# Wasatch Wings and Clay



## Dunkem (May 8, 2012)

*Fire* destroys *Wasatch* Wing and Clay Bird Hunting Club in ...----

-O,- Sad.


----------



## nocturnalenemy (Jun 26, 2011)

I was curious what the KSL news van was doing out in Saratoga Springs on my way to work this morning. That is too bad, but they sounded optimistic about staying open while they rebuild.


----------



## LostLouisianian (Oct 11, 2010)

Never heard a think last night...bummer. Glad they're going to rebuild.


----------



## hondodawg (Mar 13, 2013)

I saw were a friend shared on Facebook of them opening the gun safe.
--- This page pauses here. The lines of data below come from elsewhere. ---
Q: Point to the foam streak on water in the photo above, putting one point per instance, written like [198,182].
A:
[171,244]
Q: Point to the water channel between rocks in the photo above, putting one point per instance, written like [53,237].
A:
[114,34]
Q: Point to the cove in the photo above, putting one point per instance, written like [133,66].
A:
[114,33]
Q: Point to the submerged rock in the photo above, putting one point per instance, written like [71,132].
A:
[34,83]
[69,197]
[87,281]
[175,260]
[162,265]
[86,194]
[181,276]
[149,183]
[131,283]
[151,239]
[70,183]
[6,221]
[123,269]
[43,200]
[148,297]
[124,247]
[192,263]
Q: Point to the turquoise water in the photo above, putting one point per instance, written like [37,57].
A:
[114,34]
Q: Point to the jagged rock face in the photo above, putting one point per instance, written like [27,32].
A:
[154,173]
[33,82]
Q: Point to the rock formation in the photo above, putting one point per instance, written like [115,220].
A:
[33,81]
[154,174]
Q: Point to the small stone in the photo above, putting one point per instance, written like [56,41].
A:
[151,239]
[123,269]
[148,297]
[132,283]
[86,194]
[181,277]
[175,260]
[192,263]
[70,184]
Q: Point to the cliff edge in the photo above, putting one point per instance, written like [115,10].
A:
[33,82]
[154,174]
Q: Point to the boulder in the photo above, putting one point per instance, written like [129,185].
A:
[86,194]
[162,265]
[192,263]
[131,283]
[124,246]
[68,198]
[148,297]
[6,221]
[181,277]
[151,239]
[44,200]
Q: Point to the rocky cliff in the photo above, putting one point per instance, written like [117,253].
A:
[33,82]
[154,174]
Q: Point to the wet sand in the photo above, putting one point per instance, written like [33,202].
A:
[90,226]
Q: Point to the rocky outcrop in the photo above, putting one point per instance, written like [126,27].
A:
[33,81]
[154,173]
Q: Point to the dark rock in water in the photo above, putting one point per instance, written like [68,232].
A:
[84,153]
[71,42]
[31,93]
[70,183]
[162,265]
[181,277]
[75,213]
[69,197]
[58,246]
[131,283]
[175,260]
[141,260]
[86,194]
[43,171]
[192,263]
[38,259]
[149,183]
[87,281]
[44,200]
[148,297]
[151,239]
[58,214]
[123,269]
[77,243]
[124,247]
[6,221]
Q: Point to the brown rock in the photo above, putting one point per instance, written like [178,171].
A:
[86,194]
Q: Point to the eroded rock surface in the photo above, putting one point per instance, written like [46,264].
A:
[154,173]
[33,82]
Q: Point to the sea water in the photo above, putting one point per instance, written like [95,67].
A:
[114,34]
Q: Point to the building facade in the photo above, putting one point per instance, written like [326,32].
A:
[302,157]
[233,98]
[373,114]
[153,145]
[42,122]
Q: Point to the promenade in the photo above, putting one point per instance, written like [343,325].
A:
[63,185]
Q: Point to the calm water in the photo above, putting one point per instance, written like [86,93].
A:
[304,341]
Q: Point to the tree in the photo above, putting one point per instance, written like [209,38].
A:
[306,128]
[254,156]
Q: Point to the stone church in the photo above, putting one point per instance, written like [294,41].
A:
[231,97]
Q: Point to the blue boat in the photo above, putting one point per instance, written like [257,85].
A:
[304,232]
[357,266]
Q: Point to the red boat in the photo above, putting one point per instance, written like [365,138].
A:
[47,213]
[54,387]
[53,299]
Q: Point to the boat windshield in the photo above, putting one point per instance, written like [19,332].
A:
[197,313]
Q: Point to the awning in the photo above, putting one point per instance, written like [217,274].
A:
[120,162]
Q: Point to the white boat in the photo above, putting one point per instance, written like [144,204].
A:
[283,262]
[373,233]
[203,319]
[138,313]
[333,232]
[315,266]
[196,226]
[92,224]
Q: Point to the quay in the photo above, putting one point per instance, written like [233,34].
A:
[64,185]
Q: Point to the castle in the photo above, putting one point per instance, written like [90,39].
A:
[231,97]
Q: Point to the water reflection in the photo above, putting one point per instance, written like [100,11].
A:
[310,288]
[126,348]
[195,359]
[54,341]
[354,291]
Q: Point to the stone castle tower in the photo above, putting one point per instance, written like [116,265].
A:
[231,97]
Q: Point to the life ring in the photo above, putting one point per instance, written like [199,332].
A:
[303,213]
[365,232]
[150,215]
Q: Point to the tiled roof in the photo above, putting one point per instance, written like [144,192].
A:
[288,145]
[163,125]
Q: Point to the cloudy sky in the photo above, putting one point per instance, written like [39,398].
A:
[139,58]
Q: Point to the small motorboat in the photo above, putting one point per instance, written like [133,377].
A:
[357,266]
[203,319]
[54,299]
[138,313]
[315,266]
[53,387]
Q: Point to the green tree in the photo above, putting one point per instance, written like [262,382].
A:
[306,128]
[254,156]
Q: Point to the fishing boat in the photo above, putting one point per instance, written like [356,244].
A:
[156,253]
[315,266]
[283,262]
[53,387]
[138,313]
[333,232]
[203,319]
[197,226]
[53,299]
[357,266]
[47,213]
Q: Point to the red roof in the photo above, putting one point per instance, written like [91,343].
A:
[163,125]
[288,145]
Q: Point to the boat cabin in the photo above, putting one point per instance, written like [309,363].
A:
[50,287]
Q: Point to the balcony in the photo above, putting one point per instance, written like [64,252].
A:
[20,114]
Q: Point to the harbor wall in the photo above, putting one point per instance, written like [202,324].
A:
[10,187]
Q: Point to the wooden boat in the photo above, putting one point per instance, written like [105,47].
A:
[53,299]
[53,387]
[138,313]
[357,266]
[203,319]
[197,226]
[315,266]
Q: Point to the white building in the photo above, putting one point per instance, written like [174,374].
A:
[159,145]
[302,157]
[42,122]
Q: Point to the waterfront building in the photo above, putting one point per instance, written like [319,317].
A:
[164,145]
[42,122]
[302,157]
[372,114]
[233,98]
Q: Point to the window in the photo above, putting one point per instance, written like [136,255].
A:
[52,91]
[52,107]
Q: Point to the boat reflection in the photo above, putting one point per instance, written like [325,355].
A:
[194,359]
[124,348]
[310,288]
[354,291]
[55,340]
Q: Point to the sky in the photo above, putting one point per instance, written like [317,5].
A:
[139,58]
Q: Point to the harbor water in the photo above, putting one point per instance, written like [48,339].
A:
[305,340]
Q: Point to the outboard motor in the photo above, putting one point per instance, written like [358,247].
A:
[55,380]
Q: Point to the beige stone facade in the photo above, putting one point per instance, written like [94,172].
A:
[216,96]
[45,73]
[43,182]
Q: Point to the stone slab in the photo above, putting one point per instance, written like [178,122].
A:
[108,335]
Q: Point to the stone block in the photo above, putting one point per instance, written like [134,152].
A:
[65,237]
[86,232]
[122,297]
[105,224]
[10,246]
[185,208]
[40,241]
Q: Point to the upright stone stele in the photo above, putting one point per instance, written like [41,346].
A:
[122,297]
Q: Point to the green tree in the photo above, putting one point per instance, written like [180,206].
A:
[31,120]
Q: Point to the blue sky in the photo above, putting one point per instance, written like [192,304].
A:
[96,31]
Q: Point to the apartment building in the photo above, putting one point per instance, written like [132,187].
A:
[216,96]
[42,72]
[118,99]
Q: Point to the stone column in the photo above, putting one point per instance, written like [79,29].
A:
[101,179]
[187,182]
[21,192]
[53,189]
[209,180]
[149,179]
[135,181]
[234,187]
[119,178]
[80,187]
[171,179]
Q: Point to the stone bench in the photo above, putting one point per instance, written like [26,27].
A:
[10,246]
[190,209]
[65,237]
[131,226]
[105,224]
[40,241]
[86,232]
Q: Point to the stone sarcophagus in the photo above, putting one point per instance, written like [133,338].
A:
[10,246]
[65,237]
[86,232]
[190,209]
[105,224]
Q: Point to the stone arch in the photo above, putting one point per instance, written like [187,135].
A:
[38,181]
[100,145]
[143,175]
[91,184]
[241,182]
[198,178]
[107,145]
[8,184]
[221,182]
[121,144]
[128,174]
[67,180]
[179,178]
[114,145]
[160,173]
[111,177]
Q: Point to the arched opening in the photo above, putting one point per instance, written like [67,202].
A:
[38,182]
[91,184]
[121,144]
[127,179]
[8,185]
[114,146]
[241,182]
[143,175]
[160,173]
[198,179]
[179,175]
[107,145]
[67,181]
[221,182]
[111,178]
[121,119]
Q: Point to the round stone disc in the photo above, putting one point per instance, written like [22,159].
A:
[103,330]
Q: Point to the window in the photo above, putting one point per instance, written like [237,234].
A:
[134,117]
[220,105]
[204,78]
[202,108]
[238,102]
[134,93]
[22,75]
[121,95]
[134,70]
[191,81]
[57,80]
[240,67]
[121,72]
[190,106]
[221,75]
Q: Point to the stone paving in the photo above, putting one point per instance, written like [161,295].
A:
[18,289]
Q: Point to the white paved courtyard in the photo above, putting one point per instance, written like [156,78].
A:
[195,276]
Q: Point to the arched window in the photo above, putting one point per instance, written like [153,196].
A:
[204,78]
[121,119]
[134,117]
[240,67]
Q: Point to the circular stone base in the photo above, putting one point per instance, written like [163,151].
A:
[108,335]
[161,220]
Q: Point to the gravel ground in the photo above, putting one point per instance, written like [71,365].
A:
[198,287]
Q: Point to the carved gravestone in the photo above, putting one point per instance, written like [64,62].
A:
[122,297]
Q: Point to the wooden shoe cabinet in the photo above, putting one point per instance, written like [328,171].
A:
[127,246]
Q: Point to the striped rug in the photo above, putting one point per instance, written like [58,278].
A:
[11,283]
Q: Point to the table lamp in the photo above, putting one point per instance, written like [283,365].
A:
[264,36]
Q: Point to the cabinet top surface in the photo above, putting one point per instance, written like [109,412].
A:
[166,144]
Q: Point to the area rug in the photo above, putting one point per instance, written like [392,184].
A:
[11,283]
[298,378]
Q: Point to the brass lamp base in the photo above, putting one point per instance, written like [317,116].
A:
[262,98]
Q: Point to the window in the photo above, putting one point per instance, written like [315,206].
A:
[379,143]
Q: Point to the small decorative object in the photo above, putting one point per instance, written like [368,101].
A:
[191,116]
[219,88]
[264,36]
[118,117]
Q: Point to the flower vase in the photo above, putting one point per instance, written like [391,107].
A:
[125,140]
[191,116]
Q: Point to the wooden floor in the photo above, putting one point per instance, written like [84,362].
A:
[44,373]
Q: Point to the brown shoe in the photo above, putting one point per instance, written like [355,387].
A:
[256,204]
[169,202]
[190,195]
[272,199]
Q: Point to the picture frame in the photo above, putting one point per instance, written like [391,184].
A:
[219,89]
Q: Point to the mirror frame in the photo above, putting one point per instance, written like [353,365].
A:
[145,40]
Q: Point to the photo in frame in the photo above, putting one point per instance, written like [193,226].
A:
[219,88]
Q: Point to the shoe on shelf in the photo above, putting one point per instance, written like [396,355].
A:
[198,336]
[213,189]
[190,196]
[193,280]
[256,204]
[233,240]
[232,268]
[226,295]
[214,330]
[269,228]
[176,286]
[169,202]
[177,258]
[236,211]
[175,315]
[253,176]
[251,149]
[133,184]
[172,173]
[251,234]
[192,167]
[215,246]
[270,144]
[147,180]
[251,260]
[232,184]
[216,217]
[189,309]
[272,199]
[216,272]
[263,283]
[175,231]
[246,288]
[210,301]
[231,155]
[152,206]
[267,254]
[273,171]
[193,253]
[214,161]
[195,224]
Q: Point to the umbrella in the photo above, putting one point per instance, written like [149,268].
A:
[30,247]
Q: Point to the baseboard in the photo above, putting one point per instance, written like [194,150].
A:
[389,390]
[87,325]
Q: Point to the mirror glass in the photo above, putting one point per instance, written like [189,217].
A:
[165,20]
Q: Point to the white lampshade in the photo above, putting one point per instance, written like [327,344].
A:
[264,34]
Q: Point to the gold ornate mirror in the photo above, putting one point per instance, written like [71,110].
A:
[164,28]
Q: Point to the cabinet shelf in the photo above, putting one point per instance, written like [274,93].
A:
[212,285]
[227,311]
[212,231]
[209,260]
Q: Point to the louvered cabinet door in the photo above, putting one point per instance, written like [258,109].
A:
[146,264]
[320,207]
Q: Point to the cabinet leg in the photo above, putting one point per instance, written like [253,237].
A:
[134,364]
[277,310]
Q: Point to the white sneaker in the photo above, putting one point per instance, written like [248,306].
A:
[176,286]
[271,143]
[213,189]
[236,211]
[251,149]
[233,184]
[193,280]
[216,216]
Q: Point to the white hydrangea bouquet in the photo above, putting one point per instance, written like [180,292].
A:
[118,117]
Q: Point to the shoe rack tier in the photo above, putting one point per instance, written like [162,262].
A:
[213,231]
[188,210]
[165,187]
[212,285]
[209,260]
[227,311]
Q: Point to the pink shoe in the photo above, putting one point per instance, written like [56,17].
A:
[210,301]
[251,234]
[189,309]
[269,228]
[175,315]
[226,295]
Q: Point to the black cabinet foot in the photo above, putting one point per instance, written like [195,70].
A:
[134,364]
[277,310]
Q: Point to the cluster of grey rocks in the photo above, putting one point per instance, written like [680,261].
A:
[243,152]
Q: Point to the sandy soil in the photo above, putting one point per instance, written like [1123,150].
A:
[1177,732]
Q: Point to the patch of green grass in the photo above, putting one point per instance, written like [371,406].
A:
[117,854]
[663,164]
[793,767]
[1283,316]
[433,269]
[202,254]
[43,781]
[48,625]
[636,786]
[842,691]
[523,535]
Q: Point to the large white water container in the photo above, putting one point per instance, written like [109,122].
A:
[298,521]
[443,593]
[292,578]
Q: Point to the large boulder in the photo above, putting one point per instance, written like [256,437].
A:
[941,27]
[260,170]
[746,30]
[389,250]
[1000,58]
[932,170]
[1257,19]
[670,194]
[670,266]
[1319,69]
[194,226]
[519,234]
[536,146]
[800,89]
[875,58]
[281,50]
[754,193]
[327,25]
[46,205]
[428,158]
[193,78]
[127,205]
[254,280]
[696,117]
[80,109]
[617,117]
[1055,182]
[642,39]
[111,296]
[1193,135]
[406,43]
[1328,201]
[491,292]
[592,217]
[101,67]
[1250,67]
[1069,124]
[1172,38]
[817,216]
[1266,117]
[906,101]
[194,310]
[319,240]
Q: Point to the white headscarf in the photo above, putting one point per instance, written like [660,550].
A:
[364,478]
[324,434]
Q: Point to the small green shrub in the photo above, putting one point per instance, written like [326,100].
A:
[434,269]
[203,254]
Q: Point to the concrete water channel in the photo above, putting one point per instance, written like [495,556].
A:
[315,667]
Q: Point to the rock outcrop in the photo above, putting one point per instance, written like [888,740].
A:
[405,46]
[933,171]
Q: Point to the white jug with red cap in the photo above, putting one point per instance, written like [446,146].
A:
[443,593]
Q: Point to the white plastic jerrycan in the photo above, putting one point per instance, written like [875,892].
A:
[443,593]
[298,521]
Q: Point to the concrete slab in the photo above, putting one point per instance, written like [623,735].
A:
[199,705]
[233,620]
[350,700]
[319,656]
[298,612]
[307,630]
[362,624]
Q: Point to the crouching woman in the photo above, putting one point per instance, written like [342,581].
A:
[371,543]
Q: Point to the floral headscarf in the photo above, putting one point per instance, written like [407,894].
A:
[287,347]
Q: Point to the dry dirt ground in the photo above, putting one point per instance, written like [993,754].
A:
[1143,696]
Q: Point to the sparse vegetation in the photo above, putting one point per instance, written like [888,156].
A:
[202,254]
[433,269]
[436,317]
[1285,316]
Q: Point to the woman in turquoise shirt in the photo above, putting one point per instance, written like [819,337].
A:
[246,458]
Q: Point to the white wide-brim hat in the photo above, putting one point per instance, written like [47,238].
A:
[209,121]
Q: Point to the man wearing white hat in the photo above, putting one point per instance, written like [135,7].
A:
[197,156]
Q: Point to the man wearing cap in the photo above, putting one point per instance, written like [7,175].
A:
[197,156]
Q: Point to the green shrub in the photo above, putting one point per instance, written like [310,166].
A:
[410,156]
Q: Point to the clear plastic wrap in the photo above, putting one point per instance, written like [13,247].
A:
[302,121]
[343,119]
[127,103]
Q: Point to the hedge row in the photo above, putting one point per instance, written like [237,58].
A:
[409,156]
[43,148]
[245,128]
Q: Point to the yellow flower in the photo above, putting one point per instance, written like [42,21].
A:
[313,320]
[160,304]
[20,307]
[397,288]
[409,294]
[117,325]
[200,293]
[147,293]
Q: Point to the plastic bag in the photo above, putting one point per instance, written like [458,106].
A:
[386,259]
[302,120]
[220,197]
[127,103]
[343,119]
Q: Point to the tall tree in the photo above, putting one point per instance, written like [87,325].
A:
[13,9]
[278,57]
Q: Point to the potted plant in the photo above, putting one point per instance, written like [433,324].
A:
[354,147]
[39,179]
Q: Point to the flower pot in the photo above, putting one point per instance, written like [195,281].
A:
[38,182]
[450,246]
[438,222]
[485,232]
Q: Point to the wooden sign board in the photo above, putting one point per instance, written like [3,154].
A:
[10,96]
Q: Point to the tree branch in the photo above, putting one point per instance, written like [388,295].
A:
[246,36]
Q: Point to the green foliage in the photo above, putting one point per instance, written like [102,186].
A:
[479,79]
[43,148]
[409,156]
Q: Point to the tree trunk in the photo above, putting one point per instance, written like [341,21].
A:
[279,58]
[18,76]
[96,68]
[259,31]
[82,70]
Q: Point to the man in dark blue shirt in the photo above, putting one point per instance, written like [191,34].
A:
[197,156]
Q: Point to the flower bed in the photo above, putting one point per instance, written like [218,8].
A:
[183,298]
Nothing left just barrels


Sent from my iPhone using Tapatalk


----------



## Al Hansen (Sep 7, 2007)

Sad deal.


----------



## gdog (Sep 13, 2007)

Chazz has things up and running.


----------



## Fowlmouth (Oct 4, 2008)

hondodawg said:


> I saw were a friend shared on Facebook of them opening the gun safe. Nothing left just barrels
> 
> Sent from my iPhone using Tapatalk


I saw that too. Now I question if gun safes are really fire rated for the time and temperature they claim. I know they are not fireproof, but I wonder if any safe would have held up under those conditions.


----------



## Al Hansen (Sep 7, 2007)

Fowlmouth said:


> I saw that too. Now I question if gun safes are really fire rated for the time and temperature they claim. I know they are not fireproof, but I wonder if any safe would have held up under those conditions.


A "good" one may go 60 minutes. But the decision was made to let it burn.


----------



## LostLouisianian (Oct 11, 2010)

Al Hansen said:


> Fowlmouth said:
> 
> 
> > I saw that too. Now I question if gun safes are really fire rated for the time and temperature they claim. I know they are not fireproof, but I wonder if any safe would have held up under those conditions.
> ...


We heard the owner showed up and told the fed to let it go because it would be easier to rebuild if it burned up. I hope he's got good insurance


----------